Шрифт:
— Поверь, предостаточно.
— В любом предостаточно. Надо видеть свет. И небо, и птичек, и собачек… Давай уже, вылезай из сети! Любимчик твой лежать у порога притомился. Поскуливает, не слышишь? — придумывала на ходу Матросова: «поскуливать» Лаврентий не умел. — Он, кстати, ремонтера с его шмуртдяком чуть было за ляжку не прихватил, хорошо я рядом была, цыкнула, он и послушался: нехотя, но отошел.
— Да ладно?! — встрепенулась Варвара Сергеевна: это было очень на него похоже! — Я не слышала.
— Так он тихой сапой, даже не рыкнул. Лежал и слушал, как я с ним препираюсь, а едва тот к порогу да деньги в руке зажал — он в стойку!
— Лавруша не любит, когда деньги из дома уносят. Парень, надеюсь, не пострадал?
— Нет, расслабься. Вылетел из квартиры жив-здоров!
Лаврентию, в самом деле истомившемуся у порога и ловившему одним поднятым ухом долетавший до него разговор подруг, Матросова нравилась. Гадости в ней было немного. И к нему отнеслась с уважением. А уважение, как хорошо знал пес, такая штука, которую невозможно изобразить, прикрыв высокомерие или страх дырявыми вежливыми словами. Как же ему хотелось поскорее вернуться домой!
Лапушка, единственная его любовь, без его поддержки, должно быть, сильно тосковала. Тоска неизменно приносит хандру. По холоду у Лапушки обострялся артроз правой лапки, когда-то поврежденной в их неравном бою со стаей грозного вожака Хромого…
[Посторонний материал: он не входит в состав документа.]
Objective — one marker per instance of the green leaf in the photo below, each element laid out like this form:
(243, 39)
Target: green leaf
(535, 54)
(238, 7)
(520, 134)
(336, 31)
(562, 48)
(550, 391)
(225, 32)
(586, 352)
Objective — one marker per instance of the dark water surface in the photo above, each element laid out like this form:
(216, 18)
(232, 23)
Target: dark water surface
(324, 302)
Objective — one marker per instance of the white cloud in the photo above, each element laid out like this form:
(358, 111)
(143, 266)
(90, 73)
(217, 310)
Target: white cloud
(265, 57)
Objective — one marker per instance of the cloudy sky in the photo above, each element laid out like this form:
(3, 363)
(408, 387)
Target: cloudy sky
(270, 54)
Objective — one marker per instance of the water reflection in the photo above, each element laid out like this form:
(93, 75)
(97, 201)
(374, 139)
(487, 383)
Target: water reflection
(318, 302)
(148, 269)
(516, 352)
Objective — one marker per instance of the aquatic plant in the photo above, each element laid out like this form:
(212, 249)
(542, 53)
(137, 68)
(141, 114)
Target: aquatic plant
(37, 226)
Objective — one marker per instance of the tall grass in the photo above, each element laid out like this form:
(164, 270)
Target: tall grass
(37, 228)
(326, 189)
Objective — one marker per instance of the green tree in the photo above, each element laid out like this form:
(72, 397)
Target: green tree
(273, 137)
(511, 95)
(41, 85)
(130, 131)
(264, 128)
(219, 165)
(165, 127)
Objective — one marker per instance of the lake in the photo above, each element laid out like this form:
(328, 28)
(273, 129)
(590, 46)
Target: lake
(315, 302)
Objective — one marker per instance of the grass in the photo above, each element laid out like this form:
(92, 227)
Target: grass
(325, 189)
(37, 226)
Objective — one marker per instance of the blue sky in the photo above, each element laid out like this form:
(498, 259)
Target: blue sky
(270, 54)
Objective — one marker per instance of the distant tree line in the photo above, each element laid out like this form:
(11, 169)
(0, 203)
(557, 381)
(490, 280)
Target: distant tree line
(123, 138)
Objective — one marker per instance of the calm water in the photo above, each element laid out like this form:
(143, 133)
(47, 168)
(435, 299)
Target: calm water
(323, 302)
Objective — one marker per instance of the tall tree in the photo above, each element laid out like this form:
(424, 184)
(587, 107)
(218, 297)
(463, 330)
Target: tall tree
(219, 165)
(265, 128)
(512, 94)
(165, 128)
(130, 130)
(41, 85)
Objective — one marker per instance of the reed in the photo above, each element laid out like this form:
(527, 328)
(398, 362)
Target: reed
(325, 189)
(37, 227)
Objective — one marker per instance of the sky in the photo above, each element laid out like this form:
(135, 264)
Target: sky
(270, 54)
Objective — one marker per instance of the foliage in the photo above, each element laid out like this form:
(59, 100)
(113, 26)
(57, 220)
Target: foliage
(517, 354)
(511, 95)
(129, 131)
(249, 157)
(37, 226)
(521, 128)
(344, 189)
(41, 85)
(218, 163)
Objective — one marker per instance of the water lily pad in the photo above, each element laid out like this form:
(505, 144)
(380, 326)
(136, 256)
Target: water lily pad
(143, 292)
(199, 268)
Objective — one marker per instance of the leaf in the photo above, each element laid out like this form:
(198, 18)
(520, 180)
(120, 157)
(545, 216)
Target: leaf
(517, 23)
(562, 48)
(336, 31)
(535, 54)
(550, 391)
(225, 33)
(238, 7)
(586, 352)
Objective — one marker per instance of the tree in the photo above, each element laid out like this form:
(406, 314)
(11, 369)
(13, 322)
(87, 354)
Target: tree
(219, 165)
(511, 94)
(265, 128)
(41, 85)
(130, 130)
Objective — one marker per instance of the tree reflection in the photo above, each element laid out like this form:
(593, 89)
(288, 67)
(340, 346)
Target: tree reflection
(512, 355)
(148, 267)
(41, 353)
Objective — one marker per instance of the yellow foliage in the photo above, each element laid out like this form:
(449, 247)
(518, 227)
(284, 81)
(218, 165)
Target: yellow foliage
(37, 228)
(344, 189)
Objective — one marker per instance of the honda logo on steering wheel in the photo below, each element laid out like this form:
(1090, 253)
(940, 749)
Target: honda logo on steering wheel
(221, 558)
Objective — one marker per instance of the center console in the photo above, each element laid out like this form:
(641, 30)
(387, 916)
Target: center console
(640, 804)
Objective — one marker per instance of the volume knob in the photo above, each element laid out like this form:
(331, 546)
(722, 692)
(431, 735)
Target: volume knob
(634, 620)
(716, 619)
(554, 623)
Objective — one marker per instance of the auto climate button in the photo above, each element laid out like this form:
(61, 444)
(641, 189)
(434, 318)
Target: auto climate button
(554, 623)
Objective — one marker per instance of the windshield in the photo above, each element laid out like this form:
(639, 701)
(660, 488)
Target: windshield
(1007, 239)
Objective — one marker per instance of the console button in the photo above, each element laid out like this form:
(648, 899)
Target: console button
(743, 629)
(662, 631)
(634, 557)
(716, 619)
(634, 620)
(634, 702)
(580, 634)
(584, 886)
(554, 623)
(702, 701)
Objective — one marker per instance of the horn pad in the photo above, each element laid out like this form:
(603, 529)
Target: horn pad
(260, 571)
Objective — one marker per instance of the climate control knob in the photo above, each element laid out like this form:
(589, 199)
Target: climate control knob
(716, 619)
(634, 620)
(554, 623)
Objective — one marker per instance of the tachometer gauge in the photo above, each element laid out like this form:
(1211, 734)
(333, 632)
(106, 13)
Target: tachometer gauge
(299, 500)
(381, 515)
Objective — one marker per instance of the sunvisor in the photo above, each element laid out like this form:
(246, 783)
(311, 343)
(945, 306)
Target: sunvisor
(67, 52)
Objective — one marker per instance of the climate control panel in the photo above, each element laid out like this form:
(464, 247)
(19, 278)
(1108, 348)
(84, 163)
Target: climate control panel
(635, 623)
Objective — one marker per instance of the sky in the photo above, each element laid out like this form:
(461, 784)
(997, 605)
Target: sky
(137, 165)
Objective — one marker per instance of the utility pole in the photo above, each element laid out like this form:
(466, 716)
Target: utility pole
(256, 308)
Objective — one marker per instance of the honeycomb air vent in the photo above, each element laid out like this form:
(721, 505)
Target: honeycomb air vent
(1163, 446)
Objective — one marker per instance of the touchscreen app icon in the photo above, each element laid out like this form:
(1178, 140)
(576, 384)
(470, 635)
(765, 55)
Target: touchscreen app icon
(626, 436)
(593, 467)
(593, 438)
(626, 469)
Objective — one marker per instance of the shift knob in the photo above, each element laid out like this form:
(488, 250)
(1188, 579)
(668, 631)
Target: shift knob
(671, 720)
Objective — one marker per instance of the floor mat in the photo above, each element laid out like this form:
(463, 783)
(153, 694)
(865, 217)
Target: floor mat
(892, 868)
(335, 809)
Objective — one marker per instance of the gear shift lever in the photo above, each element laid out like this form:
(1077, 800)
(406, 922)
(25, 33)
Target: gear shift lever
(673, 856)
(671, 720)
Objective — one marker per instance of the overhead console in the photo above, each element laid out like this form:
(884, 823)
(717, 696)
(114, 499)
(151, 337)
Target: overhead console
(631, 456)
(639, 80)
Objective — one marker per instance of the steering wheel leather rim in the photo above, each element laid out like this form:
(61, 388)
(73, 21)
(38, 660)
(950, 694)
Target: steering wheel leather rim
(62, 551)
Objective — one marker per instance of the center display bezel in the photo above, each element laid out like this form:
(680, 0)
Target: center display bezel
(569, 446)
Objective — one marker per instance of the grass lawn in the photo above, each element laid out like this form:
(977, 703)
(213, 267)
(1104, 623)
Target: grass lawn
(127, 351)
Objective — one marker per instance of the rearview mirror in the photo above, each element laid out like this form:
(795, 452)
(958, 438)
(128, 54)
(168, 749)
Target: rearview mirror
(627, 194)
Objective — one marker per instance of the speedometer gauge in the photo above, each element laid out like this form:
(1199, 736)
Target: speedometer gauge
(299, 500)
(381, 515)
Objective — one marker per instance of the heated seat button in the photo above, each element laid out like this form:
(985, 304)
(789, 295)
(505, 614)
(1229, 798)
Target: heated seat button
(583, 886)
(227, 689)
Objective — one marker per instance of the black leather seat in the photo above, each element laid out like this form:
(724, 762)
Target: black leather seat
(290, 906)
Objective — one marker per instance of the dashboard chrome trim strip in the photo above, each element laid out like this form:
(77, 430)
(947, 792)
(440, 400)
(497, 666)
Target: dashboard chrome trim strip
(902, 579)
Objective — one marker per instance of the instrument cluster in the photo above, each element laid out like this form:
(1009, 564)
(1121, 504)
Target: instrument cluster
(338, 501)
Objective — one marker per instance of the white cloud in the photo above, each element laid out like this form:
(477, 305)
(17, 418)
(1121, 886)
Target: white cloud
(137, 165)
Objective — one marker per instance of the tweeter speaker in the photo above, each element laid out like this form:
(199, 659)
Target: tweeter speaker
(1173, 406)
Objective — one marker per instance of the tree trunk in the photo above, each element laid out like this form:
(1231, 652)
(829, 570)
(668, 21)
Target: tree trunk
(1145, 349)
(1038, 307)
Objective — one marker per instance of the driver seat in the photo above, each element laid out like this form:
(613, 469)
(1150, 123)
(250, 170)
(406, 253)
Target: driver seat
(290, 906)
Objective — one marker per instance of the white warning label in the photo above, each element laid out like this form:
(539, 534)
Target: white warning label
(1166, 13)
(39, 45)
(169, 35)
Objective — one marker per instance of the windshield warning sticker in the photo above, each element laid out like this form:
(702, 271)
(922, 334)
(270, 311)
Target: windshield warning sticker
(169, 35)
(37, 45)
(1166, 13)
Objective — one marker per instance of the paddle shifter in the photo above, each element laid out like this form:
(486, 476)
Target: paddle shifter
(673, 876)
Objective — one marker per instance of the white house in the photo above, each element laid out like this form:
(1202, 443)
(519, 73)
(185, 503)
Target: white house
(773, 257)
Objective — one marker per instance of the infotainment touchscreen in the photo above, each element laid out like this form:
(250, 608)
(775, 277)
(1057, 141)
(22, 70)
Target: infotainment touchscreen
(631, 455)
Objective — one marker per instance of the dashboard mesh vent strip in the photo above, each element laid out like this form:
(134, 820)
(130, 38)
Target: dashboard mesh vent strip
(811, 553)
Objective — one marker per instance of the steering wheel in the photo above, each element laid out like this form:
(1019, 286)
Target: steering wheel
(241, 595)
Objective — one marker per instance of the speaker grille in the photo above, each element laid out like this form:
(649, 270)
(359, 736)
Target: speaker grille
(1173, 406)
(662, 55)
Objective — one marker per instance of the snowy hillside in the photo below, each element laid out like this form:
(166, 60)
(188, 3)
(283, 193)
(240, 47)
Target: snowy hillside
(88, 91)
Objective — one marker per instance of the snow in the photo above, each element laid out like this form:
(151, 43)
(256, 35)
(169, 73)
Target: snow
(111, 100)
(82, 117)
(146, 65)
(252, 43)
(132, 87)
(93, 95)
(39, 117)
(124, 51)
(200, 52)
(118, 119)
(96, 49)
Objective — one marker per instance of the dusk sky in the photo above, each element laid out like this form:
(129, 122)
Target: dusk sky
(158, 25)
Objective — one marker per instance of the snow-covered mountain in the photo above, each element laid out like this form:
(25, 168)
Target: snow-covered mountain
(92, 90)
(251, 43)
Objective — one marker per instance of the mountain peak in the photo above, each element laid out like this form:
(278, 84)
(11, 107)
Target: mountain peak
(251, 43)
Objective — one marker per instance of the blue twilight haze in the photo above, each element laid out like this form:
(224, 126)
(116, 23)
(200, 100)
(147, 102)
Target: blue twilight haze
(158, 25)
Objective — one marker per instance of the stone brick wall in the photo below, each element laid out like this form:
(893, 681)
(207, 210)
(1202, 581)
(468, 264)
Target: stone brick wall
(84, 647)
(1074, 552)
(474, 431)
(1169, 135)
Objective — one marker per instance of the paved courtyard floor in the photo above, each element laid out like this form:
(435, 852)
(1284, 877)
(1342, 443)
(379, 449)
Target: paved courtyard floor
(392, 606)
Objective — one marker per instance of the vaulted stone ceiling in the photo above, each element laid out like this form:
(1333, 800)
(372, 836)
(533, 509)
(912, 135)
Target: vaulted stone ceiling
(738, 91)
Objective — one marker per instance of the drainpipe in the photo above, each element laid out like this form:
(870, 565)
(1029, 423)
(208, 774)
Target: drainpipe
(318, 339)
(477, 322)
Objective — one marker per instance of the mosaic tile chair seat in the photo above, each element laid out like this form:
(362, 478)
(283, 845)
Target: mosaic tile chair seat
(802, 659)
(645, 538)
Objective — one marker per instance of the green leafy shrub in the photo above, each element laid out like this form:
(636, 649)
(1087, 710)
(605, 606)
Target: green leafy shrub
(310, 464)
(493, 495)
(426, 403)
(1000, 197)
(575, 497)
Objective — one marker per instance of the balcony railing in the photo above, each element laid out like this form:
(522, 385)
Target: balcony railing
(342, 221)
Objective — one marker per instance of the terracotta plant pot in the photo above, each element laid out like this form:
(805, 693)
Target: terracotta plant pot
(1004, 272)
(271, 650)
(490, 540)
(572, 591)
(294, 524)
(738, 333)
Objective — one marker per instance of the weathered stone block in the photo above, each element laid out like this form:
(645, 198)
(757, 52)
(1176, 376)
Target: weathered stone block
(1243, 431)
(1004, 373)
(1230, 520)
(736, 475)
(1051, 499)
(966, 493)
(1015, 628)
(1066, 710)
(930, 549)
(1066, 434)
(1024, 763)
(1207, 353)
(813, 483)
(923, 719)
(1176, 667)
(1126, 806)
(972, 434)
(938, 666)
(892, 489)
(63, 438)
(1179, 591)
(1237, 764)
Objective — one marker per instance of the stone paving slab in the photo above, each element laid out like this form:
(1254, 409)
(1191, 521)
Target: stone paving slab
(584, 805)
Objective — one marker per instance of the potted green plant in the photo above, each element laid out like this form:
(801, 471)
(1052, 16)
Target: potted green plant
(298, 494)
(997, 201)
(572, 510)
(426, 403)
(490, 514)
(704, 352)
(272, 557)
Он вспоминал, как она, маленькая и пушистая, отчаянно билась тогда с бойцовыми псами, вспоминал ее миндалевидные, будто подведенные тончайшей кисточкой глаза, ее крохотные реснички, шелковую шерстку — рыжую, переходящую в перламутрово-серую подпалину на груди.
Вспоминал и млел…
Но в эту сосущую нежность снова примешивалось склизкое ощущение надвигающейся беды.
Увидев его, она померкла.
Все, что успела судорожно напридумывать в сладкой майской духоте, вся ее отчаянная решимость, едва он вошел, мигом испарилась.
Сегодня он был захлопнут изнутри, о чем говорили его вновь сгорбившаяся спина, покатые, выдвинутые вперед плечи, упрямые и злые складки, залегшие от носа до уголков опущенного вниз тонкого длинного рта и упертый в пол потухший взгляд.
Он выглядел, как при первом допросе — будто ничего и не было: ни откровений, ни вальса, ни шампанского, ни трепетного, хрустального ощущения близости.
А может, и не было?
Пространство здесь подчинялось своим законам.
Все это время она пыталась уместить его в квадрат, вот только оно неизменно превращалось в плавающий овал.
— Мне надо закончить с документами, — Варвара Сергеевна занесла ручку над допросным, остававшимся почти чистым, листом.
— Зачем? — безучастно спросил он.
— Сегодня вас этапируют на станцию, сверху пришло распоряжение. Там комиссия из трех человек решит вашу дальнейшую участь.
— От меня-то вы что хотите?
— Признание.
— Если все решено, зачем вам мое признание?
Самоварова пожала плечами:
— Все должно быть оформлено правильно.
— Все-то у вас правильно… Признайтесь мне напоследок, — в его сухом и черном голосе мелькнула жизнь, — вы когда-нибудь что-нибудь делали неправильно? Любили, например?
— Дурацкий вопрос. Любовь — единственное, к чему определение «правильно» не походит. Есть только разница в определении любви мужчиной и женщиной. Банально, но мы пришли в этот мир с разных планет.
Он грубо ухмылялся и все глядел в пол.
— Душа пола не имеет. А любят как раз душой, тем, чем мы не в силах управлять.
— Вроде бы прощаемся, а вы опять предлагаете пофилософствовать.
— Предлагаете как раз вы. Вам осточертела эта скукота, надеюсь, мне удалось хоть как-то скрасить ваше время.
В его скупых словах не было жизни, одна лишь уверенная в себе жестокость.
Вампиры всегда так поступают. Цепляют жертву на эмоциональный крючок, а потом, насытившись, теряют к ней интерес.
— Даже если предположить, что вам есть что предъявить: допустим, я вас действительно когда-то ненароком обидела, это, повторюсь, не может иметь никакого отношения к текущему моменту, а главное — причине, по которой вы оказались здесь. Вам бы лучше признаться в содеянном, чтобы лишнего на себя не нахватать! — предупреждающе добавила Самоварова.